In the situation shown blocks are connected with the help of ropes. Find $\left( a \right)$ the acceleration of blocks and $\left( b \right)$ Tension at the middle of each rope. Masses of blocks and ropes are indicated in the figure. $\left( {Take\,\,g = 10m/{s^2}} \right)$

Answer 1

Here, in this question, we have to find the acceleration so as we know that the acceleration is equal to the force upon the mass. So by calculating the force we will be able to get the acceleration from there. For calculating the tension, we will equate the tension with the force and solve it to get the tension for each rope.
Formula used:
Acceleration,
$Acceleration = \dfrac{{Force}}{{Area}}$

Complete step by step answer:
$\left( a \right)$ So as we know that force is equal to the product of mass and acceleration. Therefore, according to the question, the formula will become

$F - {\left( {mg} \right)_{total}} = {m_{total}} \times a$
Now by substituting the values, we will get the above equation as
$\Rightarrow 200 - \left( {40 + 40 + 20} \right) = \left( {5 + 3 + 2} \right) \times a$
And on solving the above equation, we get
$\Rightarrow 200 - \left( {100} \right) = 10 \times a$
Solving for the constant value, that is acceleration, we get the equation as
$\Rightarrow a = \dfrac{{200 - 100}}{{10}}m/{s^2}$
And on solving it,
$\Rightarrow a = 10m/{s^2}$
Therefore, the acceleration of the block is equal to $10m/{s^2}$ .
$\left( b \right)$ Tension at the middle of each rope is named as ${T_1}\,\,and\,\,{T_2}$

So, from the figure by equating the tension in the block, the equation will become
$\Rightarrow 200 - 30 - 5 - {T_1} = \left( {3.5} \right) \times a$
Since we already have calculated the values for the acceleration, so we get
$\Rightarrow 200 - 30 - 5 - {T_1} = \left( {3.5} \right) \times 10$
Now on solving the LHS and RHS of the equation, we get
$\Rightarrow 175 - {T_1} = 35$
And on solving for the constant term that is the tension, we get the values as
$\Rightarrow {T_1} = 130N$
Similarly, for the second tension in the rope, we will follow the same procedure, but for this, we have to find $T$ first, so we get the equation as
$\Rightarrow T - 30 - 10 - 20 = \left( {3 + 2 + 1} \right)a$
On substituting the values for the acceleration, we get the equation as
$\Rightarrow T - 30 - 10 - 20 = \left( {3 + 2 + 1} \right)10$
And on solving the LHS and RHS, we get
$\Rightarrow T - 60 = 60$
Therefore, the value will become
$\Rightarrow T = 120N$
Now we will find the second tension which is ${T_2}$ , so the equation will become

$\Rightarrow T - 30 - \dfrac{g}{2} - {T_2} = \left( {3 + 0.5} \right)a$
Now on substituting the known values, we get
$\Rightarrow 120 - 30 - \dfrac{{10}}{2} - {T_2} = \left( {3 + 0.5} \right)10$
And on solving the LHS and RHS, we get
$\Rightarrow 120 - 30 - 5 - {T_2} = 35$
And on solving for the constant value, we get
$\Rightarrow {T_2} = 120 - 35 - 35$
And on solving it,
$\Rightarrow {T_2} = 50N$
Therefore, Tension in the middle of each rope is named as ${T_1}\,\,and\,\,{T_2}$ is equal to $130N\,and\,\,50N$ respectively.

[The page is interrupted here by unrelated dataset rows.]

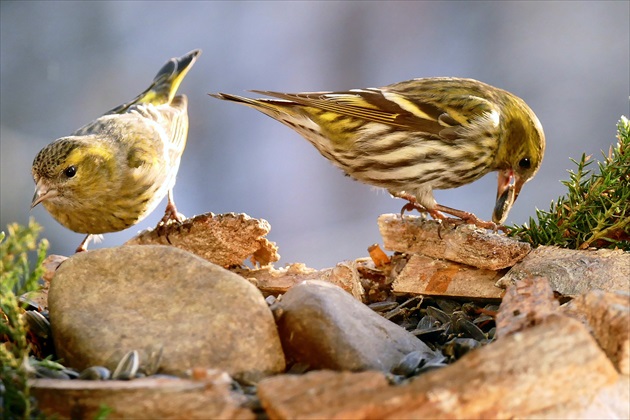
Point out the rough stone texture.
[497,246,630,296]
[392,255,504,300]
[274,280,433,371]
[378,214,531,270]
[126,213,280,267]
[258,370,389,419]
[496,277,559,339]
[260,315,627,419]
[30,375,255,419]
[49,245,285,380]
[563,290,630,375]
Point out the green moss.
[508,117,630,251]
[0,219,48,418]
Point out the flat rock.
[497,246,630,296]
[254,314,628,419]
[273,280,434,371]
[378,214,531,270]
[49,245,285,380]
[126,213,280,267]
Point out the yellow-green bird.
[211,77,545,228]
[31,50,201,252]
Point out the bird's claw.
[155,202,184,245]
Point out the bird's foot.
[155,201,185,245]
[395,193,507,232]
[74,235,92,254]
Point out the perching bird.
[211,77,545,228]
[31,50,201,252]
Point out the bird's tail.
[208,93,297,119]
[108,50,201,114]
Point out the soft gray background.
[0,1,630,268]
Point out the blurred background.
[0,0,630,268]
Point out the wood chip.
[378,214,531,270]
[258,370,388,419]
[125,213,280,267]
[232,260,365,302]
[29,378,255,419]
[497,246,630,297]
[562,290,630,375]
[496,277,559,338]
[392,255,504,300]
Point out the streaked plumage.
[31,50,201,251]
[212,78,545,230]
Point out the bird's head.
[31,137,115,211]
[492,97,545,223]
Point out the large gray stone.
[49,245,285,380]
[274,280,434,371]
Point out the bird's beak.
[497,169,518,203]
[492,169,525,224]
[31,180,57,209]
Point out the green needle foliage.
[509,117,630,251]
[0,219,48,418]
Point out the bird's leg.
[393,193,505,232]
[435,204,506,232]
[392,193,445,220]
[75,235,92,252]
[156,190,184,244]
[160,190,184,224]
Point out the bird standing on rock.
[211,77,545,229]
[31,50,201,252]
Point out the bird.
[31,49,201,252]
[209,77,545,231]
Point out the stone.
[497,246,630,297]
[253,314,628,419]
[49,245,285,381]
[273,280,434,371]
[392,255,505,300]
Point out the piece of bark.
[125,213,280,267]
[232,260,365,302]
[378,214,531,270]
[254,315,619,419]
[562,290,630,375]
[496,277,559,338]
[29,377,255,419]
[258,370,389,419]
[392,255,504,300]
[497,246,630,296]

Note: The tension force is that type of force in which the transmission of force is done through a string, rope, cable, or wire when it is pulled tight by forces acting from opposite ends. And it will be focused along the length of the wire that gets pulled equally on the objects on the opposite ends of the wire.